What’s left of the public system is being held together by teachers who work during their days off or tutor students for hours every week in between classes.
“I’m pretty stern about not giving my time away for free but I do an extra six hours of work every week,” said Seck. “Over the course of a year, that’s 240 hours of free labour the government gets out of me. And so many teachers do even more than that. The government knows we do this and they use it against us.
“Because — just like in healthcare — this is seen as a vocation. Both my parents were teachers, my father-in-law was a teacher, it’s seen as something much more than a job. But it’s still a job that needs to be treated as a job by our employers. Yes, if one of my students needs an extra 30 or 40 minutes to understand something, I’m going to do my best to make sure I give it to them. But I’m running out of those 40-minute blocks because we keep seeing more and more kids with learning difficulties.”
Marc says there may have been a time where he would work unpaid hours to keep up but those days are over.
“When the premier says teachers are practicing ‘emotional blackmail,’ do you think he’d speak that way to doctors or other professionals?” Marc said. “So why is it that when he speaks to teachers — who are mostly women, let’s be honest here — he’s so condescending? Because he knows that on some level, we’re soft-hearted and we’ll do whatever it takes for our kids. Not anymore. The only thing this government respects is strength. So I’m not bending anymore.”

I unserstand the teachers’ anger and frustration, as a teacher myself I see how the government is disrespecting this profession , we had to work through university to get a bachelor degree, and there a government trying to lower standards because they are in dire need of teachers.
Would they do that for doctors and nurses , imagine the malpractice that would emerge if they decided to lower their standards, And that is what is happening today and the children are hostages to a government that does not respect this profession first hand . Shame on politicians with no clue and no professionalism who send their kids to private schools and pay out much more. Our profession is as sacred and important as any other profession if not more , we hold the key to minds that need good education and morals , we are the vanguard of what society will look like in the future and if the government does not see or respect that then they are creating a future without hope for those who are in the public system ,creating a society of second class citizens . The proof is in their face as the need for teachers has not been met, the burden they put on what is left of those in the public education sector . They wish to police it, not manage it as they have shown how they have no clue or understanding of those who practice this honorable profession. Respect it , it is a profession , it has a name “teacher”

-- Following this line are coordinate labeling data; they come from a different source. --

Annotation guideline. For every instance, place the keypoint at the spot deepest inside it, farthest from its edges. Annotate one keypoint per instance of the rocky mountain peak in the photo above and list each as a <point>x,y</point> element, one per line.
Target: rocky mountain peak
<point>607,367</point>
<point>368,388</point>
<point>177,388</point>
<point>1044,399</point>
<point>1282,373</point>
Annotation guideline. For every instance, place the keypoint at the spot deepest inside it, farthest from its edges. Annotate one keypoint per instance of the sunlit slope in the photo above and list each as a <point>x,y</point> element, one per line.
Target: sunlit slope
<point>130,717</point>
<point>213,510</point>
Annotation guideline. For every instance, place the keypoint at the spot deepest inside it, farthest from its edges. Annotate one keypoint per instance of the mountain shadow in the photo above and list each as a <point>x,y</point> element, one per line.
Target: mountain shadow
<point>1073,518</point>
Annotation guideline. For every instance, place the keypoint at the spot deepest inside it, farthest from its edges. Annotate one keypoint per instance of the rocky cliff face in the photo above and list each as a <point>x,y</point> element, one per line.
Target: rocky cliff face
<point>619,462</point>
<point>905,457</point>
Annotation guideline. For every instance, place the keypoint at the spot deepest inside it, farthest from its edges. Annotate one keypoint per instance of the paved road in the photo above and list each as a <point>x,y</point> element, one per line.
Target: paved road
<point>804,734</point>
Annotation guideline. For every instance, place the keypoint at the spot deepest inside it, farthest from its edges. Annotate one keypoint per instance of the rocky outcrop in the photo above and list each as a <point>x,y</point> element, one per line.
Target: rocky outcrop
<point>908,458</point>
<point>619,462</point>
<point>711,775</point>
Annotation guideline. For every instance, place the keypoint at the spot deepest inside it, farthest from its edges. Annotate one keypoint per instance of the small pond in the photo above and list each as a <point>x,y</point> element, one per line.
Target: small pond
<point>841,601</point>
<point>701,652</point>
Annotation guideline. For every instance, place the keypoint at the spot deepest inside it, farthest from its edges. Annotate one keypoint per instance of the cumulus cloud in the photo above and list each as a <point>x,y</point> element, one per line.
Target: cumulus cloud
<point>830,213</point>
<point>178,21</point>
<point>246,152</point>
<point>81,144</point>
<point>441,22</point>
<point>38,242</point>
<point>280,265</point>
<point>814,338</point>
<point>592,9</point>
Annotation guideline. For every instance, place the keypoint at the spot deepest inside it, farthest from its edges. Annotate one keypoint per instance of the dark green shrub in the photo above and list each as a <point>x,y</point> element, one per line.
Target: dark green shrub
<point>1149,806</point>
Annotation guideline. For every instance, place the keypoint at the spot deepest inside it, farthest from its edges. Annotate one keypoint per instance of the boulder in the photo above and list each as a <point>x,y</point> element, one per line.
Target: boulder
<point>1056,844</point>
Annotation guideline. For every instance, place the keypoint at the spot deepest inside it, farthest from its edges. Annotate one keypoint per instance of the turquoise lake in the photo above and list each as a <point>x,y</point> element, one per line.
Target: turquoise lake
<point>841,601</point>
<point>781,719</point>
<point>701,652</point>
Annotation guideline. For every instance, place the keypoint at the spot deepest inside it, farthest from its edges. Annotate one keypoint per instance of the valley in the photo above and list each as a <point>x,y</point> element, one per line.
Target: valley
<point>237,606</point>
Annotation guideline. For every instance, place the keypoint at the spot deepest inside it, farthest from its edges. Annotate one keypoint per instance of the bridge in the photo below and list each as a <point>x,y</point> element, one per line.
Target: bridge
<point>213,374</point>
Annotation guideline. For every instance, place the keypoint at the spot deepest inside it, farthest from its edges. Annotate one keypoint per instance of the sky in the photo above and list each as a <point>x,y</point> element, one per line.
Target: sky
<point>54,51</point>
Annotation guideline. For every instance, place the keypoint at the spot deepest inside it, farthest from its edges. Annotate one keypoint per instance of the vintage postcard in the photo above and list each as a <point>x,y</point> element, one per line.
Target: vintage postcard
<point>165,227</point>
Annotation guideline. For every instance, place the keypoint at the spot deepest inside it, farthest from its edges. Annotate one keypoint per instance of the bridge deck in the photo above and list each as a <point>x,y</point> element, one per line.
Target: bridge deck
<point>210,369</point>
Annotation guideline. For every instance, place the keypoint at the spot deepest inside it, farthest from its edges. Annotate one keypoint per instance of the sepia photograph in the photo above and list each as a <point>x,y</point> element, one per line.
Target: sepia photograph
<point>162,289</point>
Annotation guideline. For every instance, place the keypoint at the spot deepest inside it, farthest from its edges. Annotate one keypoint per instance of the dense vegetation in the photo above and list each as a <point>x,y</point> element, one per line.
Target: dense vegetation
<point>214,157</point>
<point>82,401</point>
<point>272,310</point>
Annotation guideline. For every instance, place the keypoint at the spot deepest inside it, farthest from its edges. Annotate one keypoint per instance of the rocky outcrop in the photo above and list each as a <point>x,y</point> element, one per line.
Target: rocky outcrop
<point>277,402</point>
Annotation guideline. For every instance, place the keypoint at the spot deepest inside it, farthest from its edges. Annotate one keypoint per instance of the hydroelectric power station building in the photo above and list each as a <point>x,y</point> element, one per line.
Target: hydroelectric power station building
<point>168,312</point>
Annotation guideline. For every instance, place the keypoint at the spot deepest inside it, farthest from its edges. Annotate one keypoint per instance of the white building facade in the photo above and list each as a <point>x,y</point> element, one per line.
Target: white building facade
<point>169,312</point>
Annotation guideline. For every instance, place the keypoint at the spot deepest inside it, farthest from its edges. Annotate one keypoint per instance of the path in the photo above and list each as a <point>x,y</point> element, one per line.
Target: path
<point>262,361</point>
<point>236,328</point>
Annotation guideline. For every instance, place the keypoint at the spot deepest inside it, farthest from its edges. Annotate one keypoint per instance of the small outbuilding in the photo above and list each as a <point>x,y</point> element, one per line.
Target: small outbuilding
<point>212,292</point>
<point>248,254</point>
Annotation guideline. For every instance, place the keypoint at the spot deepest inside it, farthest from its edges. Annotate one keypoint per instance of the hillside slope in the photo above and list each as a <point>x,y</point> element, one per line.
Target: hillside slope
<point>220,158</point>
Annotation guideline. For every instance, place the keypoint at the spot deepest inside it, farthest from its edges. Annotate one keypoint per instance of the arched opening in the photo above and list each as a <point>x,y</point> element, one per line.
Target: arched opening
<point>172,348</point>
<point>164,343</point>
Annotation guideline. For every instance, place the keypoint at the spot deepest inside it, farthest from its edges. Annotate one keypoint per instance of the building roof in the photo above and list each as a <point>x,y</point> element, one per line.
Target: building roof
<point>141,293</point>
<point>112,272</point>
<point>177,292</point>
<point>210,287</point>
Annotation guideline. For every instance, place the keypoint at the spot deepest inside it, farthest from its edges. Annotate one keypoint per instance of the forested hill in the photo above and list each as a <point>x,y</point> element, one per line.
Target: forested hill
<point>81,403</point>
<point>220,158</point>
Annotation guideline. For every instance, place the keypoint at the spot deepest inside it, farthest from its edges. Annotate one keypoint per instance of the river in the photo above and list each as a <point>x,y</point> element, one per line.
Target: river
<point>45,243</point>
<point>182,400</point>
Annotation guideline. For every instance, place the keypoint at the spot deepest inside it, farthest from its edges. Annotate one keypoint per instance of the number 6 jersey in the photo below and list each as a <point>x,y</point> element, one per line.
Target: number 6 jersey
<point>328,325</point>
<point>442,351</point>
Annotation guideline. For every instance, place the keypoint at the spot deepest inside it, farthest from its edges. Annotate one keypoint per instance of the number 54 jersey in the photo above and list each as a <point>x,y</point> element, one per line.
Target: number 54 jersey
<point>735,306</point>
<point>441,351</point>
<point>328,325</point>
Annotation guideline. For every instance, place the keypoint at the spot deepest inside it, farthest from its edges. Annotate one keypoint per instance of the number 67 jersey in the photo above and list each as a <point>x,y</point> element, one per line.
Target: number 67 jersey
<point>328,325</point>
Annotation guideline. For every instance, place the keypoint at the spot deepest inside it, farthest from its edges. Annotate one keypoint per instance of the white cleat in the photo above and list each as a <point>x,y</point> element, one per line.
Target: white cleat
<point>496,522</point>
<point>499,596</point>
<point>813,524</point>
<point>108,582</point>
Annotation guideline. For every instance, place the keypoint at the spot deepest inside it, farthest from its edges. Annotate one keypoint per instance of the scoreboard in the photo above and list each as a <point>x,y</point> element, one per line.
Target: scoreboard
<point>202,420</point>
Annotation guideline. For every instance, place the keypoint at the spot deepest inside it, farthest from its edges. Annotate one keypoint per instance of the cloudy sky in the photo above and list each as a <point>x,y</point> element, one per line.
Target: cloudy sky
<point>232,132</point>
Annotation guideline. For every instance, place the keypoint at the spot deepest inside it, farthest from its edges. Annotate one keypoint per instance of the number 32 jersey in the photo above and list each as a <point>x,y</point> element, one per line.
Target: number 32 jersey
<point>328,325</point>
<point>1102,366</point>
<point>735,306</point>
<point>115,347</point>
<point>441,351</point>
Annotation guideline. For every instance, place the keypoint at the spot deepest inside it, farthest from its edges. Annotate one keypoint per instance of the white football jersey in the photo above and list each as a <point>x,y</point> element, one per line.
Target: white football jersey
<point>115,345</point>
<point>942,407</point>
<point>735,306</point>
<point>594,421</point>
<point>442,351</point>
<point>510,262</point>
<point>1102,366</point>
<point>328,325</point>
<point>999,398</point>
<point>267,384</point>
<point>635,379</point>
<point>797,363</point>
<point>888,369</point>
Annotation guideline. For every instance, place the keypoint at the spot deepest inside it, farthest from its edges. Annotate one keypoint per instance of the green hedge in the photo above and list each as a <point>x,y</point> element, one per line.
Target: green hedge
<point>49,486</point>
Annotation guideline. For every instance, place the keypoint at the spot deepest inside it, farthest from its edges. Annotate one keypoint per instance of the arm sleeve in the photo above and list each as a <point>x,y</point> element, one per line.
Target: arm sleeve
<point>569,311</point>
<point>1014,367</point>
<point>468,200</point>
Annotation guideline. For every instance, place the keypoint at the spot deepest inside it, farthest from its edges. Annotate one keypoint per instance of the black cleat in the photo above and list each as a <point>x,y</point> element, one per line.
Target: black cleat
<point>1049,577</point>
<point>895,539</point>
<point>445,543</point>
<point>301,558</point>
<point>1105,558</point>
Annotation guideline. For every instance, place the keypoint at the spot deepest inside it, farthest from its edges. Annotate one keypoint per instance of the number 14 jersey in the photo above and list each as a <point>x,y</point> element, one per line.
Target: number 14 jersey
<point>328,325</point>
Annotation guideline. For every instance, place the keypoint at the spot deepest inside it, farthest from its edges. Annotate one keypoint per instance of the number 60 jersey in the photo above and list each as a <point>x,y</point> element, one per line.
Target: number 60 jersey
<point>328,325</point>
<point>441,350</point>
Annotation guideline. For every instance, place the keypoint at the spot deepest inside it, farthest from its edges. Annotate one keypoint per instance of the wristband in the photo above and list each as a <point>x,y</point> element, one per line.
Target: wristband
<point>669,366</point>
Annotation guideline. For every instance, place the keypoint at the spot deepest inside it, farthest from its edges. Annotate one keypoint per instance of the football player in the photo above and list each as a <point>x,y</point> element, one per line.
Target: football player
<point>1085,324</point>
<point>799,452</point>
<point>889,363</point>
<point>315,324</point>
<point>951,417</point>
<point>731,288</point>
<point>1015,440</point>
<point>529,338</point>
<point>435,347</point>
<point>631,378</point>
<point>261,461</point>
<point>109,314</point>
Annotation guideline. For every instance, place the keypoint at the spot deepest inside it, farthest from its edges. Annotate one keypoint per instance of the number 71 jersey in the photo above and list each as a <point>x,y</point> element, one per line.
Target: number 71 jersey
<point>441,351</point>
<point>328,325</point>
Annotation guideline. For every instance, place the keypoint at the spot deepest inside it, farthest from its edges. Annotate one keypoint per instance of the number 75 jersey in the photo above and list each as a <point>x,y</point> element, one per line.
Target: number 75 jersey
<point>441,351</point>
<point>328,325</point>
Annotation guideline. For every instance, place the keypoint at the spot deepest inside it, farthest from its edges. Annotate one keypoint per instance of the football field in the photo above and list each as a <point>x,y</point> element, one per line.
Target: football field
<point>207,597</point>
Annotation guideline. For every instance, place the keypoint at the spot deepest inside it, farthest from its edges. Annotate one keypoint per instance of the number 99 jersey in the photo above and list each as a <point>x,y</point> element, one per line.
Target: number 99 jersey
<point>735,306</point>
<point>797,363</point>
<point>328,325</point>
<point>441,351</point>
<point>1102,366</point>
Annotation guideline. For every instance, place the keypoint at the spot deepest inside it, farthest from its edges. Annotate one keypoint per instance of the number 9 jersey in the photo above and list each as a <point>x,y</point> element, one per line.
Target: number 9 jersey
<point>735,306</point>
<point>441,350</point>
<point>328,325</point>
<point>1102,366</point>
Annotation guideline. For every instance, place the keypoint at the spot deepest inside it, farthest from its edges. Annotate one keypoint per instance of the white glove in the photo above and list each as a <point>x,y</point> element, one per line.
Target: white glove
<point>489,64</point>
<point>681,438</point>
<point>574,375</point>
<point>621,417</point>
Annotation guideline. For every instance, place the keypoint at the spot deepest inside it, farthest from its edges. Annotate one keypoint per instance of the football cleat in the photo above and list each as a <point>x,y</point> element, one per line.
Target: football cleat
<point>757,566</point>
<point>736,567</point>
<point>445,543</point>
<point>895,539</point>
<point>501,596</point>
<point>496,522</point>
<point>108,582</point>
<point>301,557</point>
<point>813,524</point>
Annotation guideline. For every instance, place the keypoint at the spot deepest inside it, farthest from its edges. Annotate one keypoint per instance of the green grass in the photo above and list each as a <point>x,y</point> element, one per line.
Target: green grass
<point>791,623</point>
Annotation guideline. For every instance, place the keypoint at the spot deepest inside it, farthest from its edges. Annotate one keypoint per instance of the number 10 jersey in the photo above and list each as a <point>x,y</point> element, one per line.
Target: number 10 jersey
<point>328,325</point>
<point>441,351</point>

on who molds young minds for the future of those who wish to achieve other professions.
How many children will not be doctors, nurses , enineers, scientists if not for the teacher who inspires and plants the seed of knowledge first hand , there will be none if this thrend of denigrating the teaching profession continues. We are the future, save it or lose it , it is the government’s hand that raises up the guillotine , ready sever the truth of those who clamor for recogintion and equality.
The person that commented about this time not letting the government win. She has a big mouth and lots to say but will not use her real name right………. That is also the problem with this strike it is all about power and winning over the government. And they want people to support them I don’t. Did in the beginning not now. Let’s remember these teachers are the ones that chose these careers…… They all have lots to say in between their party but will rarely give their name.